PROBLEM TO BE SOLVED: To obtain a reflective photosensor in which detection reliability of an object is enhanced by arranging a plurality of light receiving elements around a light emitting element. SOLUTION: A circuit board 12 is secured in a case 1 where the upper opening of a transparent case body 1a is closed by a cover 1b and a light emitting element 2 is mounted in the center of the circuit board 12. The light emitting element 2 is mounted on the circuit board 12 while directing the optical axis 5 substantially perpendicular to the circuit board 12 and an irradiating part 7 is formed in a circular region on the cover 1b having the intersection of the circuit board 12 and the optical axis 5 as a center. A plurality of light receiving elements 4 are arranged around the light emitting element 2 on the circuit board 12. The light receiving elements 4 comprises photodiodes, or the like, arranged, at a constant pitch, on a same circle centering about the light emitting element 2. Furthermore, a barrier wall 6 is provided between the light emitting element 2 and the light receiving elements 4 in order to prevent the light emitted from the light emitting element 2 from entering directly into the light receiving element 4.

Description

DETAILED DESCRIPTION OF THE INVENTION

[0001]

BACKGROUND OF THE INVENTION 1. Field of the Invention The present invention relates to a reflection type photo sensor.

[0002]

2. Description of the Related Art Conventionally, as shown in FIG. 4, a reflection type photosensor is formed by arranging one light emitting element 2 and one light receiving element 4 on a base frame 10 at opposing positions. The optical axis 5 of the light emitted from the light emitting element 2 is directed obliquely upward, and when the object 3 is present on the optical axis 5, the reflected light from the object 3 is detected by the light receiving element 4, The presence or absence of the detection target 3 can be detected by the generation of a photocurrent in the light receiving element 4.

[0003]

However, in the above-mentioned prior art, the reflected beam of the light emitted from the object 3 is projected onto the corresponding light receiving element 4, so that when the object 3 is small. When the object 3 is deviated from the optical axis 5 or when the reflection surface of the object 3 is irregularly reflected, the amount of light projected on the light receiving element 4 is reduced or reduced, and the detection of the object 3 is performed. There is a drawback that you can not.
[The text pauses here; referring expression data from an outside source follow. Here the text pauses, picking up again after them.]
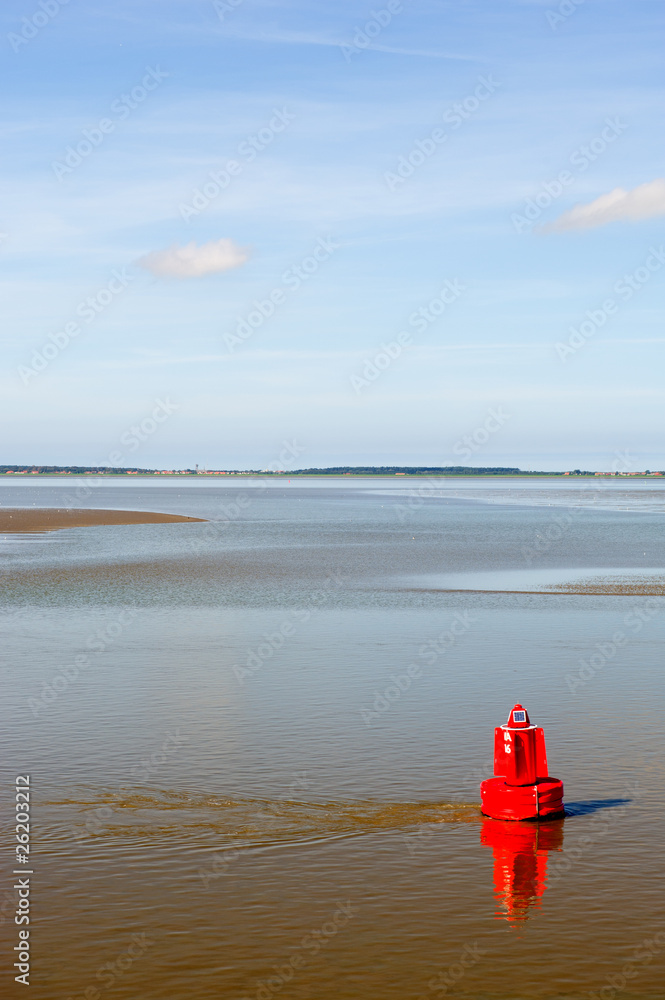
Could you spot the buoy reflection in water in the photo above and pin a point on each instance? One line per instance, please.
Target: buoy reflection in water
(520, 852)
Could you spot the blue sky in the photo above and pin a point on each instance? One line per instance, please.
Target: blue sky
(306, 113)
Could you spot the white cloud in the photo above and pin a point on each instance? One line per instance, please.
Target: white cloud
(644, 202)
(191, 261)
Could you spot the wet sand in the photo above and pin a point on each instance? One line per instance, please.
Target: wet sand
(30, 519)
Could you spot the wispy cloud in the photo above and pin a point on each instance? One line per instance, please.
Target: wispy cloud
(644, 202)
(190, 261)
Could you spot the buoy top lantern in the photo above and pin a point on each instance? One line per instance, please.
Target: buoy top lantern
(518, 718)
(521, 787)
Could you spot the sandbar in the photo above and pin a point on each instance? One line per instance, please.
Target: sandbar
(31, 519)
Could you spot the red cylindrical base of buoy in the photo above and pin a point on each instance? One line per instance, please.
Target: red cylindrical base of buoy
(544, 800)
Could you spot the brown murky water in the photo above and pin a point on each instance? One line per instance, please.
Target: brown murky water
(239, 789)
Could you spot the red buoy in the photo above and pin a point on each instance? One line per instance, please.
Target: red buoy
(521, 787)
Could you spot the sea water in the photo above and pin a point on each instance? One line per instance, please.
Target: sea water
(254, 744)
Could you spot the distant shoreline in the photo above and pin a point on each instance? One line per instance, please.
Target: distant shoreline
(338, 475)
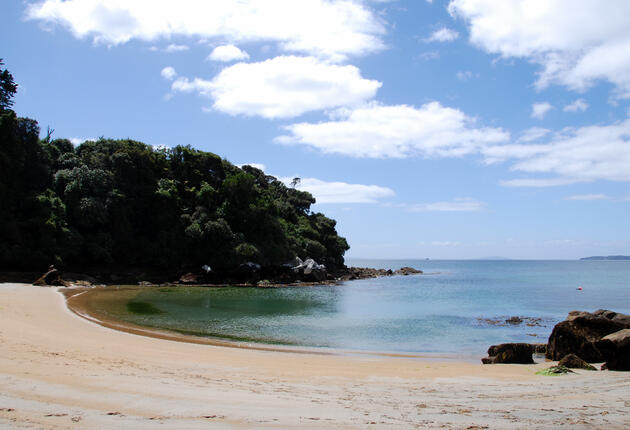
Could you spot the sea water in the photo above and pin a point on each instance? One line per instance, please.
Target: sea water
(456, 308)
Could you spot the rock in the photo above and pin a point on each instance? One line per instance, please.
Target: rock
(616, 350)
(572, 361)
(405, 271)
(514, 320)
(189, 278)
(620, 338)
(580, 332)
(520, 353)
(249, 267)
(296, 262)
(539, 348)
(52, 277)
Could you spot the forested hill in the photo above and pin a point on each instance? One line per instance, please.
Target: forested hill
(120, 203)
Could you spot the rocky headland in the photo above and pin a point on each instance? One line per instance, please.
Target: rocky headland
(294, 272)
(602, 336)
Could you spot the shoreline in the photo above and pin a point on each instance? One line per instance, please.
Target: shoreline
(75, 299)
(58, 370)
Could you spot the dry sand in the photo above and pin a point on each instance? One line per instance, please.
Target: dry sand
(58, 370)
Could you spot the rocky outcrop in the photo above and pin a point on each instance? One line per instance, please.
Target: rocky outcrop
(519, 353)
(581, 333)
(572, 361)
(189, 278)
(406, 271)
(51, 278)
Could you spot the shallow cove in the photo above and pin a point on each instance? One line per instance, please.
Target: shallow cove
(439, 313)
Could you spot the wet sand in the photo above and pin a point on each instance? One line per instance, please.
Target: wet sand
(58, 370)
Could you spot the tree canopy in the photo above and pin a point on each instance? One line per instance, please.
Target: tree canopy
(121, 203)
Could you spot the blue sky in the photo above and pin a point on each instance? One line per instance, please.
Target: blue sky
(440, 129)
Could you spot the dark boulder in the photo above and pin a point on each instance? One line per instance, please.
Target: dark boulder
(405, 271)
(580, 332)
(519, 353)
(616, 350)
(539, 348)
(52, 278)
(572, 361)
(189, 278)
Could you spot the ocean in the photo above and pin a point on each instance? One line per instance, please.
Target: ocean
(455, 309)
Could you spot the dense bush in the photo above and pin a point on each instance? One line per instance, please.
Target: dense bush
(121, 203)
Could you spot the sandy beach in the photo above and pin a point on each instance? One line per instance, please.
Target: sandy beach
(58, 370)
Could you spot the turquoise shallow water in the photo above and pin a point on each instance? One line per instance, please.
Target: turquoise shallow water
(438, 312)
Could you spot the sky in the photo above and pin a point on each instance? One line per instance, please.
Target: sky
(427, 129)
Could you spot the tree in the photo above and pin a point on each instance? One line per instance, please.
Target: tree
(8, 88)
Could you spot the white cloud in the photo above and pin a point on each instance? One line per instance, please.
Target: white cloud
(227, 53)
(176, 48)
(168, 73)
(577, 42)
(398, 131)
(282, 87)
(537, 182)
(326, 28)
(457, 205)
(539, 110)
(442, 35)
(578, 105)
(585, 154)
(465, 75)
(589, 197)
(255, 165)
(76, 141)
(341, 192)
(533, 133)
SUMMARY OF THE INVENTION The present invention has been made to solve the above-mentioned drawbacks, and has as its object to provide a reflection type photosensor having high detection reliability of an object to be detected.

[0005]

According to the present invention, it is an object of the present invention to irradiate light emitted from a light emitting element 2 housed in a case 1 to an object 3 and reflect light reflected from the object 3 to the case 3. 1
A reflection-type photosensor for detecting the presence or absence of the object to be detected 3 by detecting the presence or absence of the detection target 3 by detecting the presence or absence of the object 3 to be detected. Is achieved by

In the reflection type photosensor, a plurality of light receiving elements 4, 4... Correspond to one light emitting element 2, and each light receiving element 4 is arranged so as to surround the light emitting element 2. 4 has the following advantages over a conventional reflection type photosensor in which the light emitting elements 2 correspond one to one. That is,
As shown in FIG. 4, the conventional reflection-type photosensor is based on the premise that the light beam emitted from the light-emitting element 2 is totally reflected by the detection target 3 and supplied to the light-receiving element 4.
Although it has a high detection capability for the reflected light from the specific reflection point 11, the reflected light at the point 11 'deviated from the reflection point 11 suddenly combines with the directivity of the light receiving element 4 side. The amount of light received by the light receiving element 4 decreases. For this reason, when the detected object 3 is relatively small, the detected object 3
In the case of a slight departure from 1 or a rising surface corresponding to the reflection point 11 and a change in the reflection angle, the amount of light received by the light receiving element 4 is sharply reduced and the detection reliability is lowered. According to this, the extraordinary reflected light from the detection target 3 can be received by the other light receiving elements 4, so that the determination accuracy is improved. Further, the reflection type photosensor according to the present invention can obtain high determination accuracy for the same reason even when the reflection surface of the detection target 3 is an irregular reflection surface.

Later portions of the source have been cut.